Na edição de 2014, a OBMEP contabilizou mais de 46 mil escolas na primeira fase e 41,3 mil escolas na segunda fase de inscrições. Entre os mais de 500 alunos vencedores há uma série de casos interessantes, entre eles o das irmãs trigêmeas de São Leopoldina, um município no interior do Espírito Santo, que conquistaram medalhas de ouro.
“Temos casos muito interessantes de cidades muito pequenas que conseguem alcançar o topo da qualificação em matemática. Desta vez, tivemos a premiação de trigêmeas de uma cidade chamada São Leopoldina, no interior do Espírito Santo, que ganharam, cada uma, uma medalha de ouro”, disse. “Isso é muito singular”.
Incentivo
Camacho acrescentou que a Obmep é mais do que uma maneira de selecionar e dar visibilidade a bons estudantes de todas as regiões do Brasil. Segundo ele, a olímpiada é também o mecanismo que faz com que o estudante “mude os rumos da sua vida”, que seja capaz de ascender socialmente.
“Normalmente, o estudante de uma pequena cidade ou não sabe que é bom em matemática, ou sabe que é bom, mas apenas na sua escola, no entorno, então suas ambições são pautadas pela dimensão da sua cidade”, disse. “Quando um estudante recebe uma medalha da olímpiada ele fica sabendo que é bom a nível nacional”, afirmou.

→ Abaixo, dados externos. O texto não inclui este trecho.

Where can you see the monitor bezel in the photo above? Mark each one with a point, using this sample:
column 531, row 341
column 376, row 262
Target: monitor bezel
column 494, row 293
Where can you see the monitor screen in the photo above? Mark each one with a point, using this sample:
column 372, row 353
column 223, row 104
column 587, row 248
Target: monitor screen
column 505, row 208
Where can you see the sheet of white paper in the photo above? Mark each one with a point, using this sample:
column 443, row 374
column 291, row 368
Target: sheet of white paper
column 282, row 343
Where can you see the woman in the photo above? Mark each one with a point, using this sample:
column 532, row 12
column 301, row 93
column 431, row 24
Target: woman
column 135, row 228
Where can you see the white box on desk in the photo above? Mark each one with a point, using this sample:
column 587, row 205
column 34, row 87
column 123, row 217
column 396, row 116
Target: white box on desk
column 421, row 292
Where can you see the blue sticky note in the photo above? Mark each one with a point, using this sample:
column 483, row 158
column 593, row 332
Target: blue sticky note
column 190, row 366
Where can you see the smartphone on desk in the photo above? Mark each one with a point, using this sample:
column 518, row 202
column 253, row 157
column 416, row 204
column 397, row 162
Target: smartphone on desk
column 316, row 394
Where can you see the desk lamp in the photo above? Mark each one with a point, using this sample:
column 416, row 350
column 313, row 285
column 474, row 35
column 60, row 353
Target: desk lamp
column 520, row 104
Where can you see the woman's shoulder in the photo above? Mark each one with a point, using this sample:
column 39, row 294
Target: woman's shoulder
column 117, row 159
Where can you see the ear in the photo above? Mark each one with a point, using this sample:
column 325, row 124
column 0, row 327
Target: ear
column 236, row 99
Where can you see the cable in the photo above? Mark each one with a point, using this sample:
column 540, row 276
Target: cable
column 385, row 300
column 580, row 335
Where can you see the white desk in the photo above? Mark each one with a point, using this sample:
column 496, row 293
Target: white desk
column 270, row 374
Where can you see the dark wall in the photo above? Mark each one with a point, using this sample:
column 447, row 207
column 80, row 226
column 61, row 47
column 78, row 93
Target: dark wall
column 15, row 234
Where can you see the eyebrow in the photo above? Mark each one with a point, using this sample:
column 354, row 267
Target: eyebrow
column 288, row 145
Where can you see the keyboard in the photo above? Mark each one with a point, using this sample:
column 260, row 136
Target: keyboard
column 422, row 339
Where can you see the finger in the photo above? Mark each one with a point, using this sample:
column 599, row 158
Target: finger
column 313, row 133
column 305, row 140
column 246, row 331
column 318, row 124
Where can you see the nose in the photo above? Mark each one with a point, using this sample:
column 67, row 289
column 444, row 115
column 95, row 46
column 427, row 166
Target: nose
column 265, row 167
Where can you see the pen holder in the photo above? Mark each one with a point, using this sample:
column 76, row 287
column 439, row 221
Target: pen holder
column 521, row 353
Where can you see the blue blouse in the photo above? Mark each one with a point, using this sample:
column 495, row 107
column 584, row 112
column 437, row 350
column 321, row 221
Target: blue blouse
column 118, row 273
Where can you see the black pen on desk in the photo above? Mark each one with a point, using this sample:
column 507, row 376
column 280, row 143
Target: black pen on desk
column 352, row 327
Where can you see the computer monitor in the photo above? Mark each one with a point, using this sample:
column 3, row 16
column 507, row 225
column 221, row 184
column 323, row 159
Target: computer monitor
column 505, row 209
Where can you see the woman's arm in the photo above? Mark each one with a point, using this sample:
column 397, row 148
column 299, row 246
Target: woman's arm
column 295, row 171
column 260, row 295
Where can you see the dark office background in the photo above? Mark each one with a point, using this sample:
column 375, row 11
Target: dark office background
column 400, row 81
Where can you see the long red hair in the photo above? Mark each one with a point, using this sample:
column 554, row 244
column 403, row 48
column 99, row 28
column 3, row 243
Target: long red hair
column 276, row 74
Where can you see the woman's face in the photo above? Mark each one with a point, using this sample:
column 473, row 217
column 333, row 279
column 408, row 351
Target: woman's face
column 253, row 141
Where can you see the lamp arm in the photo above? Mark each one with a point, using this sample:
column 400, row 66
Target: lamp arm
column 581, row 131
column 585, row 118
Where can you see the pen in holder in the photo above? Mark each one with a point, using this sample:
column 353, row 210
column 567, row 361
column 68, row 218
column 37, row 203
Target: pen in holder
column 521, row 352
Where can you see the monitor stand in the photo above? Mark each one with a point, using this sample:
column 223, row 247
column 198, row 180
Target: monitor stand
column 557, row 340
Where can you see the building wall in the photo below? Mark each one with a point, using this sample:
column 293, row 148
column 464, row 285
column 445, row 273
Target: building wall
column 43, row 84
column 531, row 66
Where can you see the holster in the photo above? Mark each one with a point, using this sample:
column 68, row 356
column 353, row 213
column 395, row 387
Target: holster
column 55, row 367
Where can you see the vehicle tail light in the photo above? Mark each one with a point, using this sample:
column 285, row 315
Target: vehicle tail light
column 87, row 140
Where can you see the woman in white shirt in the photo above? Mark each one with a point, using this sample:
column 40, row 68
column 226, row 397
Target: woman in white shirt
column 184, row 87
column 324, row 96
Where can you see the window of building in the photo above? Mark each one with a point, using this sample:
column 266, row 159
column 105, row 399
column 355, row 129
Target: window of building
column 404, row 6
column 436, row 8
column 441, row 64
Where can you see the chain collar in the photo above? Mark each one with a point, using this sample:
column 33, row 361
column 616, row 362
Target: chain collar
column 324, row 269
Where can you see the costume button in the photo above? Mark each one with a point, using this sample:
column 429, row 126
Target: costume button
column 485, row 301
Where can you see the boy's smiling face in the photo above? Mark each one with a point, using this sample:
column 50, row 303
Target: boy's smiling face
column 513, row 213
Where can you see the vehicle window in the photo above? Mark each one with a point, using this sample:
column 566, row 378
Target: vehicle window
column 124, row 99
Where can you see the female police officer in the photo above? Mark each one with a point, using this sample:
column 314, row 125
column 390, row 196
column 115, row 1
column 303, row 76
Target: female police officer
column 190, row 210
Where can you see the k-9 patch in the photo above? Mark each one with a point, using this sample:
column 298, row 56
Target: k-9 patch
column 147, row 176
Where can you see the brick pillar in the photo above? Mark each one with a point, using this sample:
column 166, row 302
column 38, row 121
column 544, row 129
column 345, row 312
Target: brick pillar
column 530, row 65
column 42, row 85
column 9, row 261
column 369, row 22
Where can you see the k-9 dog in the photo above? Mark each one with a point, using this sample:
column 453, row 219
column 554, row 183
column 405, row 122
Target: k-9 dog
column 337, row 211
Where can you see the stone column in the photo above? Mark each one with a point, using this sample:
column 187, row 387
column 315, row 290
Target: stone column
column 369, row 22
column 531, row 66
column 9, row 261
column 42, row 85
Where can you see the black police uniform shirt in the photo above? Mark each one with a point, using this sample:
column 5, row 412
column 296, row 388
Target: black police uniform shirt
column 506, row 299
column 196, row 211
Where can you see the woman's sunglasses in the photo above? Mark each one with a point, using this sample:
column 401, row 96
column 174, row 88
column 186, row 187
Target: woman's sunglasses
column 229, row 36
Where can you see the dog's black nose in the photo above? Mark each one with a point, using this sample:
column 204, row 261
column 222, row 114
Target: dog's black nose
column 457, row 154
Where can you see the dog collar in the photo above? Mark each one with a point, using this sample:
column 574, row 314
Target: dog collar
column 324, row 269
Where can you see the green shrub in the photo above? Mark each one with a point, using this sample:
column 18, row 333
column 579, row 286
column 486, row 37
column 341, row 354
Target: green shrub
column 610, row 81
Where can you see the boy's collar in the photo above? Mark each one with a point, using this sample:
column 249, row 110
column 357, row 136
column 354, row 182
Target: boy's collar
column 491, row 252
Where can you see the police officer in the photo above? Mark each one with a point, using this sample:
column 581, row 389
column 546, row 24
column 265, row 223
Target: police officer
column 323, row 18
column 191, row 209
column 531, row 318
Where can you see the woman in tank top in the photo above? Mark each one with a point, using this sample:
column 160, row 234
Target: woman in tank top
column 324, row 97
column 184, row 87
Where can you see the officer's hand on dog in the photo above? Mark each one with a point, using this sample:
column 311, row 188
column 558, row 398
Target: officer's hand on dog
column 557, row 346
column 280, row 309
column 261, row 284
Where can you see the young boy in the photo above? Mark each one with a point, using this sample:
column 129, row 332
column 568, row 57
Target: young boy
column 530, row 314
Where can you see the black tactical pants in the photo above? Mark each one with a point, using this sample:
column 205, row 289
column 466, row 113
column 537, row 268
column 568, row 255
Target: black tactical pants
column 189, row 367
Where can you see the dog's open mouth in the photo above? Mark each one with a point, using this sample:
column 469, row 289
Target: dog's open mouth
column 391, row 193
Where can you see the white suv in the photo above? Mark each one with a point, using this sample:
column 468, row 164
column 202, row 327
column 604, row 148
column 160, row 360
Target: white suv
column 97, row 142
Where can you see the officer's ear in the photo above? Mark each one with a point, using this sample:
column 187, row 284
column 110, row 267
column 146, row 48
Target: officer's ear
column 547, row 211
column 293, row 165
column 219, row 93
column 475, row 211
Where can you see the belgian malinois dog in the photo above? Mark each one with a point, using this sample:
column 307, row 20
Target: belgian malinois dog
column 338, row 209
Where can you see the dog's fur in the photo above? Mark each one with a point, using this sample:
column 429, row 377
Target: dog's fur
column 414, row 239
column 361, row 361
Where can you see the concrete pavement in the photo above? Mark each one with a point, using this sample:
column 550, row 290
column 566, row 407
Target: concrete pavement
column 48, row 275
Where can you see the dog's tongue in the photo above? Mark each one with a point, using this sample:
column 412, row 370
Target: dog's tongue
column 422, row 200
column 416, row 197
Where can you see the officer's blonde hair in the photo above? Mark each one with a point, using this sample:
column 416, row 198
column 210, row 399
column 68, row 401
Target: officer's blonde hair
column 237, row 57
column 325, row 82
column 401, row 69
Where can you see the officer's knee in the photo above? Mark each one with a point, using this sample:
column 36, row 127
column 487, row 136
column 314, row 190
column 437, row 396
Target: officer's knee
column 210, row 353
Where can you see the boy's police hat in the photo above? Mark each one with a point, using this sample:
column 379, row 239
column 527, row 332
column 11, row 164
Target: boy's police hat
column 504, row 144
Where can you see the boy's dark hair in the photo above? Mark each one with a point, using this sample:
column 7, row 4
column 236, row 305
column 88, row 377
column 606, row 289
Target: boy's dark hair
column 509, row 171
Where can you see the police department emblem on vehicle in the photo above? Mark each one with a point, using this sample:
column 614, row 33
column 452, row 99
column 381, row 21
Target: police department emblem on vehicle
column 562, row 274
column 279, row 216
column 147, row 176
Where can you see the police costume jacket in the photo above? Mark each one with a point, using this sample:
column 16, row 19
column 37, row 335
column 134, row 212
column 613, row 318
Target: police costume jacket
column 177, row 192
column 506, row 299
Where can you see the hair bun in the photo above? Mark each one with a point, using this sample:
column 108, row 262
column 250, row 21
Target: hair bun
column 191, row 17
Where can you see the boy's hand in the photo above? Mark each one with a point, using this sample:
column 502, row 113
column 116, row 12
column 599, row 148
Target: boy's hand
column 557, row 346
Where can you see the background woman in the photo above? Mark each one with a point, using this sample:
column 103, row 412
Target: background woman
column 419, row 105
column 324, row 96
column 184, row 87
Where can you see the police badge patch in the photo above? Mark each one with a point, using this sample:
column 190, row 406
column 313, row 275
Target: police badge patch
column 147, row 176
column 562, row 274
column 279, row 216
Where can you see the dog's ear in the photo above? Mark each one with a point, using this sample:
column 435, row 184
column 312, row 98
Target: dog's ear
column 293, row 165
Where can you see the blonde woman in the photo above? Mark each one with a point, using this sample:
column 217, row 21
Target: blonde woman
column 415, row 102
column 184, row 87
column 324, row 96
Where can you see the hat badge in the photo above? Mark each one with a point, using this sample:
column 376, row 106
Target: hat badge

Muitos alunos que participaram da Obmep estão hoje nas universidades brasileiras. “Estamos vendo centenas de estudantes que foram selecionados pela olímpiada fazendo cursos os mais diversos em universidades. Se não fosse a existência da Obmep, eles provavelmente não estariam na universidade. O resultado é espetacular”, disse.
Parcerias
Além da Obmep, o ministro e o diretor do Impa conversaram sobre uma série de projetos que visam uma aproximação maior em matemática entre o Brasil, os países da América do Sul, em particular Bolívia, Paraguai e Peru, e a África. “O ministro acrescentou a necessidade de estabelecermos vínculos mais estreitos, mais sólidos, com os países africanos, principalmente, de língua portuguesa”, disse Camacho.
“[Trata-se de] programas de apoio à matemática e ao seu desenvolvimento. Ficamos de desenhar projetos novos para estimular essas parcerias e estabelecer relações não somente em matemática, mas também em algumas áreas da física e nanotecnologia”, explicou.